市販の「歯磨き剤」には危ない化学合成物質がテンコ盛り

強い刺激がブラッシングの妨げに
強い刺激がブラッシングの妨げに(C)日刊ゲンダイ

 朝晩はもちろん、昼食後にも会社の洗面所でせっせと歯磨きをしている人もいるだろう。虫歯、歯槽膿漏、口臭の予防に効果的なのは間違いないが、市販の歯磨き剤を使っていると、逆効果にもなりかねない。

 虫歯や歯周病を予防するためには、歯と歯茎にたまった歯垢(プラーク)を取り除く歯磨きが欠かせない。

 歯垢は、食べかすや細菌、細菌の代謝物からなる物質で、歯垢の中で繁殖した細菌がさまざまな口内トラブルを引き起こす。水に溶けないため、適切なブラッシングでしっかり除去することが必要だ。

 その際、歯ブラシと一緒に市販の歯磨き剤を使っている人がほとんどだろう。最近は、薬用成分を含むものが多く販売され、テレビでは「歯周病を防ぐ」などと盛んにCMが流されている。

 しかし、この歯磨き剤が、逆に歯周病を招く一因になっているという。

「体を壊す13の医薬品・生活用品・化粧品」(幻冬舎新書)の著者で、科学ジャーナリストの渡辺雄二氏は言う。

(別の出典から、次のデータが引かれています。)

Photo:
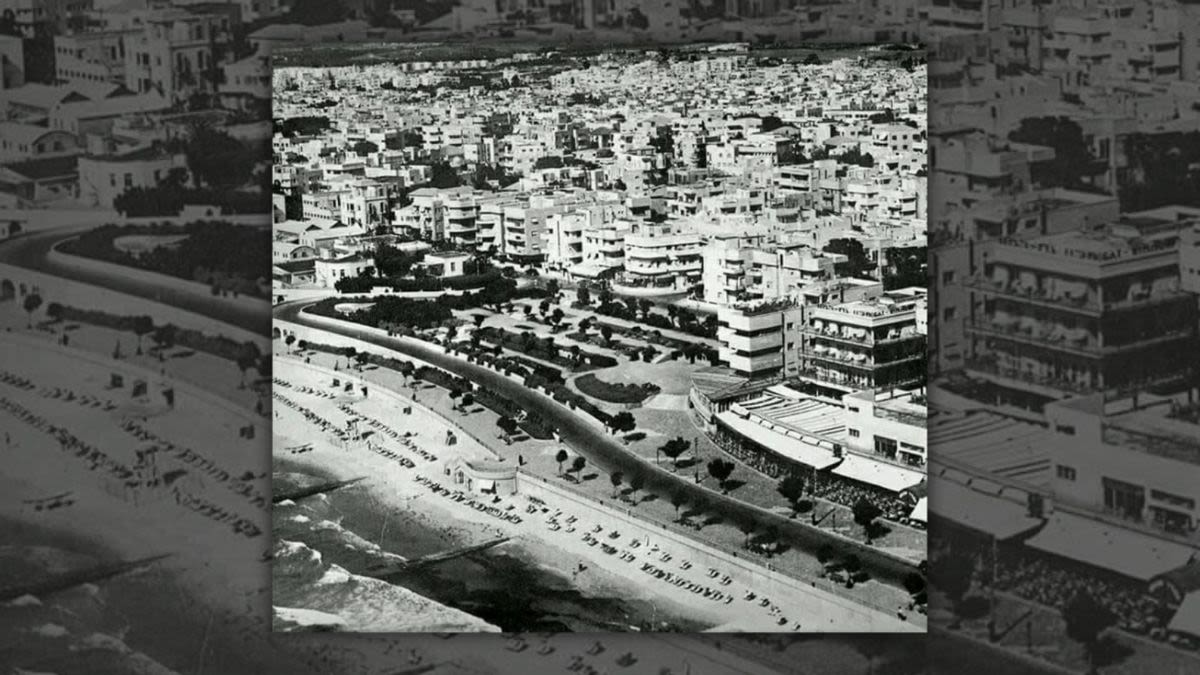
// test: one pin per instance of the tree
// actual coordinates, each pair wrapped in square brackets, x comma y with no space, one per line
[245,363]
[508,426]
[952,574]
[165,335]
[792,489]
[673,449]
[825,554]
[1086,620]
[31,303]
[616,478]
[623,422]
[858,263]
[913,583]
[865,512]
[720,470]
[677,500]
[636,483]
[748,529]
[217,159]
[1073,159]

「市販の歯磨き剤には、ほぼすべて『合成界面活性剤』という化学合成物質が主成分として配合されています。泡を立てて歯の表面を洗浄するためのもので、一般的には『ラウリル硫酸Na』が使われている。合成界面活性剤はどれも刺激性があるので、歯を磨いていると舌や口内の粘膜に強い刺激を感じます。〈歯磨き剤をのみ込まないようにしなければ〉とか〈歯磨き剤が汚れを落としてくれるから、そこまでブラッシングしなくてもいいだろう〉といった心理も働きます。そのため、どうしてもブラッシングの時間が短くなってしまうのです。ほとんどの人は3分程度、長くても10分ぐらいで済ませている。これでは、歯垢はしっかり除去できません」

 朝昼晩と歯を磨いているはずなのに、日本人の5人に4人が歯周病だといわれているのは、刺激が強い化学合成物質が大きな要因になっているのだ。

■がんやアレルギーを起こす可能性がある成分も

 歯磨き剤の“弊害”はこれだけではない。

 広く使われている合成界面活性剤の「ラウリル硫酸Na」は、かつて旧厚生省が皮膚障害、アレルギー、がんなどを起こす可能性があるとしてリストアップしていた表示指定成分だった。それだけ、要注意とされていた物質だ。

「他にも、市販の歯磨き剤にはいくつも化学合成物質が含まれています。保存料の『パラベン』は細菌やカビなどの増殖を抑制するための防腐剤で、口内の細胞に対して毒性がある可能性も指摘されている。酸化防止剤の『EDTA』(エチレンジアミン四酢酸)は皮膚障害、香味料の『サッカリンNa』は発がん性の疑いを持たれています。いずれも、表示指定成分の表記が義務付けられていたものです」(渡辺氏)

 市販の歯磨き剤には、それだけ危ない化学合成物質がたくさん配合されているのだ。

「口の中は粘膜で、皮膚よりも体内吸収率が高い。市販の歯磨き剤を使って毎日歯磨きをしている人は、発がん性や皮膚障害が指摘されている化学合成物質をせっせと吸収し、体内に蓄積し続けていることになります」(都内の歯科医)

 歯垢を除去するなら、一般に流通している歯磨き剤は使わずに、20~30分ほど丁寧に歯と歯茎の境目をブラッシングすればいい。それが難しいようなら、合成界面活性剤や保存料といった化学合成物質が含まれていない歯磨き剤を使うようにしたい。

「歯磨き剤を使わずにブラッシングを続けていると、歯が黒ずんでくる場合があります。そんな時は、合成界面活性剤や保存料は含まれていない『石けん歯磨き剤』を使うといいでしょう」(渡辺氏)

 ブラッシング時間をそうそう確保できない人にもおすすめだ。